The pioneering technology is supposed to help Germany reach its goals of cutting greenhouse gases by 40 percent by 2020. Still, banks are reluctant to lend money to these kinds of project development companies, most of which are heavily reliant on outside financing. The smaller wind farm investors have obviously overextended themselves in their rush to sink money into pioneering technology. And the big companies like E.ON or EWE are delaying putting down the expensive cables that would connect the offshore wind farms to the grid because none of the turbines are in operation yet.

The German government had planned to use wind energy to considerably boost renewable energies' share in the electricity mix from the current 14 percent to a goal of 20 percent. Last July the government announced plans to build up to 30 offshore wind farms to meet the country's renewable energy targets.

On Thursday the German Environment Ministry hosted an "Offshore Summit" to address the financial difficulties being encountered by the smaller energy companies. The result of the meeting was an agreement that the offshore industry would be considered in the second stimulus package the German government has come up with to deal with the developing economic crisis. According to a survey of its members by the German Wind Energy Association (BWE), "Due to the financial crisis, no big offshore projects can be realized at the moment."

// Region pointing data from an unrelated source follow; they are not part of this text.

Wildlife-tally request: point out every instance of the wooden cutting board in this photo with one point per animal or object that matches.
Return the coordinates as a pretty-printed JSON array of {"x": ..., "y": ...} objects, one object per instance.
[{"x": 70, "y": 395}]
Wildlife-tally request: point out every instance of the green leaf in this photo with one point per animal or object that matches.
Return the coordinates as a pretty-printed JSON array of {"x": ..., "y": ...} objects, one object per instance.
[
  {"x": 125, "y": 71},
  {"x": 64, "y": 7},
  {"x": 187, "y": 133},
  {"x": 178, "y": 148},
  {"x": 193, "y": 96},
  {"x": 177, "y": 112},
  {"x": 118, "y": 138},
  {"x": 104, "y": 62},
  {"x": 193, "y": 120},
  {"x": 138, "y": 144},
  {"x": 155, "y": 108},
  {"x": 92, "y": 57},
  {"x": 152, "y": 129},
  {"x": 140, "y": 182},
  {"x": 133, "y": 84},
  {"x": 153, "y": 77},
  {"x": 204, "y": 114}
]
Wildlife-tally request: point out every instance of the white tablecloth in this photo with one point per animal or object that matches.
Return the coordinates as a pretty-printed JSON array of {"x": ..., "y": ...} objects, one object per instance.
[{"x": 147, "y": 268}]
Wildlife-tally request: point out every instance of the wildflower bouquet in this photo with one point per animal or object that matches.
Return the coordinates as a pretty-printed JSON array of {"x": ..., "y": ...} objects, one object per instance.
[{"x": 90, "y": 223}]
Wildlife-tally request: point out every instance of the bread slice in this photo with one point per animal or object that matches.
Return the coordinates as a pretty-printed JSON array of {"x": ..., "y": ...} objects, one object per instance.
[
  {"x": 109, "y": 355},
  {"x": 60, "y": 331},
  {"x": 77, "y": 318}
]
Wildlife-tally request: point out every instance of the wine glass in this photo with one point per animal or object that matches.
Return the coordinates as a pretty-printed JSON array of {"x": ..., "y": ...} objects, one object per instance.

Time is running out for many of these struggling smaller firms. For example Butendiek, the first so-called "citizens' wind farm" -- a cooperative project with over 8,000 shareholders -- had planned to start the operation of 80 wind turbines off the coast of the North Sea island of Sylt back in 2006 but it has since had to make major changes to its schedule. The project has only been kept alive due to new investment from the Irish company Airtricity.

Energiekontor is facing similar difficulties with its plans for a wind farm at Nordergründe. The company plans to build 18 big turbines capable of generating 5-megawatts of energy at the mouth of the Weser river, north of Wilhelmshaven. It was only able to keep the project alive after the Dutch bank NIBC stepped in to help with financing. Ubbo de Witt, director of the Sandbank 24 offshore wind farm, says the "timetable for the government's climate program is being jeopardized by the delays to the construction of the offshore parks."

"We are sticking to our goals for the construction of the offshore wind parks," Gabriel's spokesman Michael Schroeren responded, before admitting: "But the finances are in fact causing a problem."